Acrylic paints are mostly safe to use, even for kids.

As with any paint, if you use it in a paintbrush or use an acrylic spray, you should wear a mask and ventillate the area, because of the paint droplets that remain in the air. If you don't wear a mask, your sinus cavities will gather most of the paint, that you can clear by blowing your nose, but some of that could get into your lungs, that could cause irritation.

When the acrylic paint cures, it becomes a solid plastic. Sanding it without a mask can cause irritation of your lungs due to the plastic dust.

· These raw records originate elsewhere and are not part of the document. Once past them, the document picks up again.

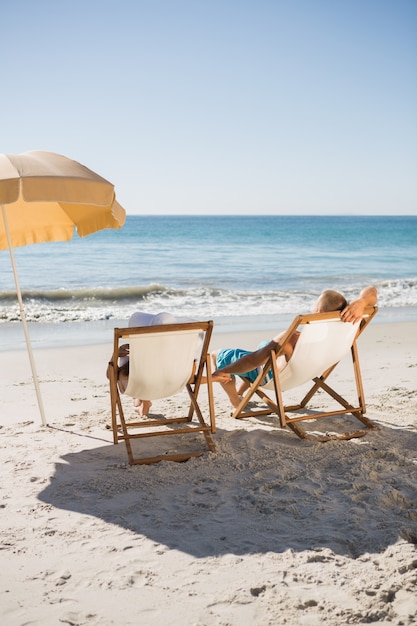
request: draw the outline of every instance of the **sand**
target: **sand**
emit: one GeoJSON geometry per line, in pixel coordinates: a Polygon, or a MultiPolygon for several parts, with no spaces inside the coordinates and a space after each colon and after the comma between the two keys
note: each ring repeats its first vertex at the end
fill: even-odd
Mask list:
{"type": "MultiPolygon", "coordinates": [[[[361,439],[232,420],[217,385],[216,454],[135,467],[108,429],[111,337],[35,351],[47,427],[27,354],[0,353],[2,623],[416,623],[416,331],[373,322],[361,337],[378,426],[361,439]]],[[[336,376],[348,388],[343,364],[336,376]]]]}

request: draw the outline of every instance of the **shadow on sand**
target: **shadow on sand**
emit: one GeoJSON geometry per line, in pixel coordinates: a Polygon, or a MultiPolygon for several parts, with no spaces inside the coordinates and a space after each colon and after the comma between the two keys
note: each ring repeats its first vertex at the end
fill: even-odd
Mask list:
{"type": "Polygon", "coordinates": [[[417,433],[381,426],[313,444],[219,431],[217,454],[130,467],[123,444],[66,454],[39,495],[195,557],[329,548],[357,558],[417,543],[417,433]]]}

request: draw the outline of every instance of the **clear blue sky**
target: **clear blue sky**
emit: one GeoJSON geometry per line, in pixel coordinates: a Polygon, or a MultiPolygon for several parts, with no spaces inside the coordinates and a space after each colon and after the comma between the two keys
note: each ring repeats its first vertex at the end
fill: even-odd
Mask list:
{"type": "Polygon", "coordinates": [[[416,0],[13,0],[0,151],[129,214],[417,214],[416,0]]]}

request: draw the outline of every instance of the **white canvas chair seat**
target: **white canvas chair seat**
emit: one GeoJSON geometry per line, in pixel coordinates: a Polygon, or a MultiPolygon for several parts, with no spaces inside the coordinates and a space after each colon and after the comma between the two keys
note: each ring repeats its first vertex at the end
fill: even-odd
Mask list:
{"type": "MultiPolygon", "coordinates": [[[[124,440],[129,463],[155,463],[161,460],[184,461],[200,456],[202,450],[137,456],[132,440],[167,435],[203,435],[208,449],[215,451],[215,433],[209,343],[213,322],[187,322],[136,328],[115,328],[113,357],[110,362],[110,394],[114,443],[124,440]],[[187,390],[190,406],[186,415],[141,417],[126,421],[117,381],[120,343],[129,343],[129,378],[124,396],[142,400],[169,398],[187,390]],[[203,417],[198,396],[206,380],[208,419],[203,417]],[[193,417],[197,419],[193,421],[193,417]],[[139,431],[139,432],[138,432],[139,431]]],[[[132,402],[130,400],[130,402],[132,402]]],[[[145,439],[146,441],[146,439],[145,439]]],[[[136,444],[137,445],[137,444],[136,444]]]]}
{"type": "MultiPolygon", "coordinates": [[[[154,327],[153,327],[154,329],[154,327]]],[[[129,382],[132,398],[159,400],[184,389],[201,351],[200,331],[173,330],[129,336],[129,382]]]]}
{"type": "MultiPolygon", "coordinates": [[[[322,417],[343,416],[352,414],[360,420],[366,429],[373,428],[372,422],[365,416],[366,406],[362,386],[362,378],[359,367],[359,356],[356,345],[358,336],[377,312],[377,307],[368,307],[363,318],[357,324],[343,322],[340,313],[317,313],[297,316],[288,328],[281,345],[271,354],[256,380],[245,393],[241,403],[235,409],[233,417],[243,418],[254,415],[267,415],[276,413],[282,427],[289,426],[300,437],[311,438],[300,428],[298,422],[318,419],[322,417]],[[294,332],[301,329],[291,359],[286,363],[283,355],[286,343],[294,332]],[[356,383],[357,400],[355,404],[349,403],[326,382],[328,376],[337,364],[346,355],[351,354],[353,373],[356,383]],[[284,364],[283,364],[284,361],[284,364]],[[272,377],[271,374],[272,373],[272,377]],[[269,375],[269,376],[268,376],[269,375]],[[266,384],[262,384],[265,378],[270,378],[266,384]],[[283,392],[295,389],[312,382],[313,385],[304,395],[302,400],[292,406],[286,406],[283,402],[283,392]],[[294,414],[305,409],[308,402],[318,390],[326,392],[342,408],[337,410],[314,411],[309,413],[294,414]],[[267,393],[273,390],[274,397],[267,393]],[[251,411],[245,411],[248,402],[256,394],[267,405],[251,411]],[[292,415],[288,415],[292,413],[292,415]]],[[[350,439],[364,435],[366,430],[354,430],[342,434],[315,436],[314,440],[327,441],[328,439],[350,439]]]]}

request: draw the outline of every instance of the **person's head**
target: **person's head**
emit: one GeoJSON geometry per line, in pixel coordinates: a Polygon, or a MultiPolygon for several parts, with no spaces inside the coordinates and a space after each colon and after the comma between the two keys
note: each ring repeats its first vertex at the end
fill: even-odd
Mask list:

Make sure the packaging of the paint includes the following statement: "ASTM D-4236 compliant", "conforms to ASTM D 4236", "conforms to ASTM Practice D-4236". This means that according to the Standard Practice for Labeling Art Materials for Chronic Health Hazards, it has to list every hazardous and poisonous material it contains.

If you have no idea about the contents of the paint, take care:

  • Don't ingest wet paint in large amounts as it could be toxic.
  • Acrylic paints could also contain ammonia as a stabiliser and formaldehyde as a preservative, that could be a risk to health. When the paint dries, these are released into the air, so use the paints in a well ventillated area, and leave the drying models in a place where the fumes won't cause problems. Otherwise ammonia and formaldehyde could cause respiratory irritation or allergies.
  • Those who are allergic to glycol, should take care, as acrylic medium often contain glycol as solvent.
  • Some other solvents (methyl ethyl ketone, toluene, turpentine, and xylene) could also be toxic when inhaled in large amount.
  • The coloured pigments can also contain poisonous material, for example: cadmium, chromium, cobalt, lead and manganese.
  • Try not to get wet acrylic paint in contact with your skin, and wash it quickly if it gets there, just to make sure, in case there's poisonous pigment in it, or if your skin would be irritated by the preservative.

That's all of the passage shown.